I read about these chicken wings in Masterchef magazine and I’m not a huge fan of cooking chicken wings as I always fine the bone bits a bit raw. Anyway – since they were so easy, and chicken wings are so cheap, what could I lose?   The recipe was so easy, 4 ingredients: fish sauce, lemongrass, garlic and chicken wings.  I varied the recipe a bit – less fish sauce, and I basted them with honey whilst I baked them.  The lemongrass was heaps easier to chop by using my stick blender processor attachment.  I also marinaded them overnight.  Coming home from work, I put them in the oven on a rack at full blast, brushing with honey to help them become more golden and more sweet – and yum – I was well rewarded.  They were finger licking good.  The best part was that it didn’t even really require an effort as I just went back every so often to baste and turn.  This is going to be on my weeknight dinner list and finger food party list for sure!

Excerpt from the Herald Sun Article (And recipe)

Herald Sun – Dan Hong

MUM’S LEMONGRASS CHICKEN WINGS “Mum used to make these chicken wings, then freeze them for us to eat for dinner when she was busy working in the restaurant. Every time I smell this marinade I think of home! Allow an extra four hours to marinate chicken,” says Dan. Serves 4 Preparation time: 15 minutes, plus 4 hours marinating time Cooking time: 45 minutes Skills needed: Basic 20 chicken wings 4 vine-ripened tomatoes, cut into thin wedges 4 Lebanese cucumbers, in wedges Steamed jasmine rice and Maggi Soy Sauce seasoning (optional)

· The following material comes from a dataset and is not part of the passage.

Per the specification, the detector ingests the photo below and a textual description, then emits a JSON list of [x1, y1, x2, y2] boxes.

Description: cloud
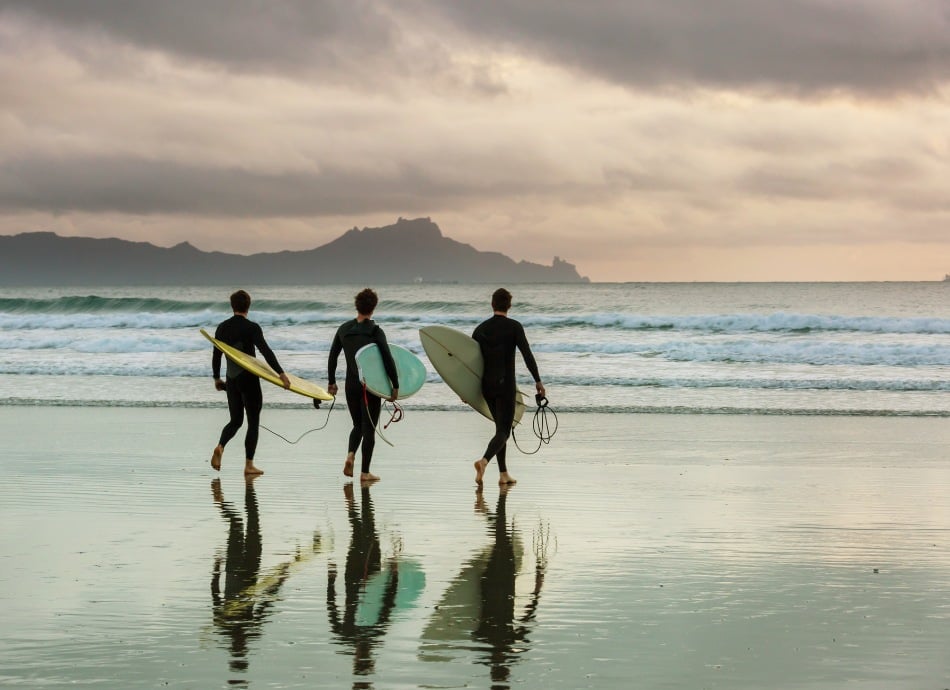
[[0, 155, 534, 217], [1, 1, 397, 74], [415, 0, 950, 97], [5, 0, 949, 97]]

LEMONGRASS MARINADE 400ml fish sauce 400g caster sugar 2 stalks lemongrass, white part only, finely chopped 3 cloves garlic, finely chopped 1 tsp ground white pepper Using a sharp knife or kitchen scissors, trim winglet (the meatless last 3cm of wing) from chicken wings and discard, then cut wings in half at the joint. To marinate chicken, whisk all marinade ingredients in a large bowl until sugar dissolves. Add chicken, cover, then refrigerate for at least 4 hours or overnight. Place an oven tray in the oven and preheat to 200C fan-forced. Drain chicken, discarding marinade. Line preheated tray with baking paper and place chicken on top in a single layer. Roast, turning every 10 minutes, for 45 minutes or until golden and sticky. (Remove any smaller pieces 5 minutes earlier, if necessary.) Combine tomatoes and cucumbers in a bowl, then season with salt and pepper. Divide salad, chicken wings and rice among plates. Drizzle rice with a little soy sauce seasoning, if using, to serve. TASTE TIP * Cooking the chicken wings on fan-forced helps to give them that charred, sticky, caramelised finish. If you don’t have a fan-forced oven, turn up the temperature to 220C.